02 de agosto, 2026
“Jesus continua a fazer milagres, mas fá-los através de nós”Na Eucaristia celebrada esta manhã, o reitor do Santuário de Fátima refletiu sobre o significado da multiplicação dos pães e sublinhou que a compaixão de Jesus revela-se, hoje, na atenção que damos aos outros.
A multiplicação dos pães traduz a compaixão de Jesus e manifesta-se, hoje, através da partilha e da atenção que cada um revela para com os outros, afirmou o reitor do Santuário de Fátima, padre Carlos Cabecinhas, na homilia da missa celebrada, esta manhã, no Recinto de Oração. Partindo daquele episódio do Evangelho, o sacerdote destacou que o gesto de Jesus não procura causar admiração nem conquistar simpatias, mas nasce da capacidade de perceber o sofrimento, as preocupações e anseios dos outros e de fazer algo para aliviar. “Jesus não se limita a observar a multidão: cura os doentes, anuncia a Palavra e sacia a sua fome”, exemplificou.

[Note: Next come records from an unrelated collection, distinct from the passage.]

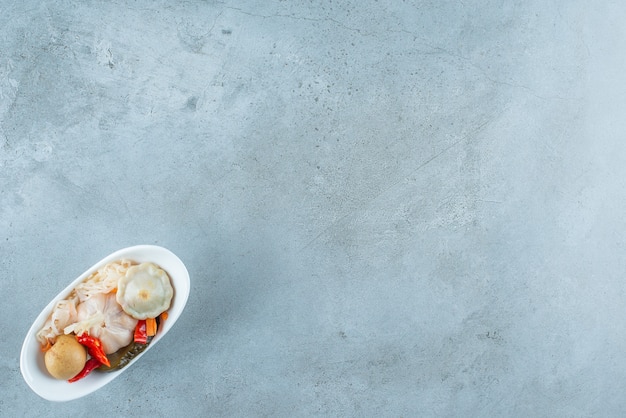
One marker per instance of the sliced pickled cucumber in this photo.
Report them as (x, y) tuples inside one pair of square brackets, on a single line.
[(123, 356)]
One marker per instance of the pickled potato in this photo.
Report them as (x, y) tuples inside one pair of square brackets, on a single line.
[(66, 358)]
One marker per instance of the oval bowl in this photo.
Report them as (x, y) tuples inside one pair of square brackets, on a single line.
[(32, 360)]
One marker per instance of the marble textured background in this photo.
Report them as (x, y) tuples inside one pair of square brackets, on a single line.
[(408, 208)]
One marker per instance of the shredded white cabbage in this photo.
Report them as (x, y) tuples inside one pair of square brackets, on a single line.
[(64, 316)]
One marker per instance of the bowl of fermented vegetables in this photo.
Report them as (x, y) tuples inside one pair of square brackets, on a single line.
[(104, 321)]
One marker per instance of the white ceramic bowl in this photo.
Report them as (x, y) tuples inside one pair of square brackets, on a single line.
[(31, 359)]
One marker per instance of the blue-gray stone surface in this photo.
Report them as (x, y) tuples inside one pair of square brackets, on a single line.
[(407, 208)]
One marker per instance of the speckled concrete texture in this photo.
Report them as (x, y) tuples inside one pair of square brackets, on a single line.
[(401, 208)]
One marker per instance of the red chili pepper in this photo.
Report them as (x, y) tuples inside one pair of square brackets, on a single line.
[(141, 336), (94, 346), (92, 363)]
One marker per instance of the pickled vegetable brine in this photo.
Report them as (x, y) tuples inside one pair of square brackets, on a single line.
[(112, 315)]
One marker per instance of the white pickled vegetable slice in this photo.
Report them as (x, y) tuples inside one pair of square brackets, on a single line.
[(145, 291), (101, 316)]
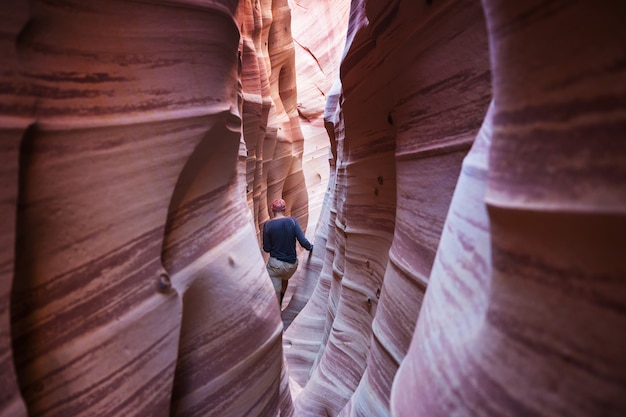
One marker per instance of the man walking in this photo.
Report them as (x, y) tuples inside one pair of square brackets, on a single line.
[(279, 240)]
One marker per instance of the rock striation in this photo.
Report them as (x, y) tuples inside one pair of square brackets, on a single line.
[(459, 165)]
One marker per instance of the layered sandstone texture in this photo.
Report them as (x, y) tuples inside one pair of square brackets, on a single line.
[(141, 142), (475, 264), (463, 164)]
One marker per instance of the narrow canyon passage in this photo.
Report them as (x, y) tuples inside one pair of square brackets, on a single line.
[(459, 167)]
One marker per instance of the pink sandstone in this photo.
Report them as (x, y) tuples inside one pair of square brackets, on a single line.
[(459, 166)]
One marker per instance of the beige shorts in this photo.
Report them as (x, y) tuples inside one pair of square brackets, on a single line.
[(279, 271)]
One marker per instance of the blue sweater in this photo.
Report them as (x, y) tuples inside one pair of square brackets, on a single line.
[(279, 239)]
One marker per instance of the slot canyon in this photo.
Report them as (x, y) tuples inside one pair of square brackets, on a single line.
[(459, 166)]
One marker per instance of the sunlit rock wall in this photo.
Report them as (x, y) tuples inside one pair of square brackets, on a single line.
[(469, 256), (132, 281), (524, 314), (318, 50), (398, 159)]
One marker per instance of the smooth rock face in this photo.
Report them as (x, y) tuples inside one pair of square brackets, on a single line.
[(461, 163), (138, 285)]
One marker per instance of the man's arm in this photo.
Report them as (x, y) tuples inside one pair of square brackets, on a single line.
[(266, 239)]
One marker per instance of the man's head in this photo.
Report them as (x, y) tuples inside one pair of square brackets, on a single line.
[(279, 205)]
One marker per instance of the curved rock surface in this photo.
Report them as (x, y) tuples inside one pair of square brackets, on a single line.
[(459, 165)]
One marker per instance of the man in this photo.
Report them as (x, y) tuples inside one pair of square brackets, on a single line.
[(279, 240)]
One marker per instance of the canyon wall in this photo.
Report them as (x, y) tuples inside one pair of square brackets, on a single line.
[(462, 165), (132, 280)]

Esta atitude contrasta com a reação dos discípulos, que sugerem que a multidão seja dispensada para que cada um procure alimento por si. “Esta lógica do cada um por si, que compreendemos muito bem, é sempre muito sedutora, sobretudo quando nós temos o necessário para viver”, observou o padre Carlos Cabecinhas. “Mas, muitas vezes, não é senão um outro nome para dizer egoísmo, porque a compaixão é um outro modo de dizer amor”, acrescentou. “O milagre da multiplicação dos pães é-nos apresentado como um milagre que acontece sempre que, como Jesus, nos enchemos de compaixão e nos dispomos a partilhar, a ajudar”, clarificou. O padre Carlos Cabecinhas sublinhou, ainda, que sociedade atual aprecia milagres e que, não raras vezes, os cristãos esperam que Deus resolva de “forma extraordinária, imediata, fácil e indolor” todos os problemas. Esse não é, no entanto, o modo de agir de Deus. “Esquecemo-nos com demasiada frequência que Jesus continua a fazer milagres, mas fá-los através de nós”. Também hoje, acrescentou, Cristo continua a “multiplicar os pães e a saciar a fome”, através da partilha e da atenção que cada um dá às necessidades daqueles que tem ao seu redor.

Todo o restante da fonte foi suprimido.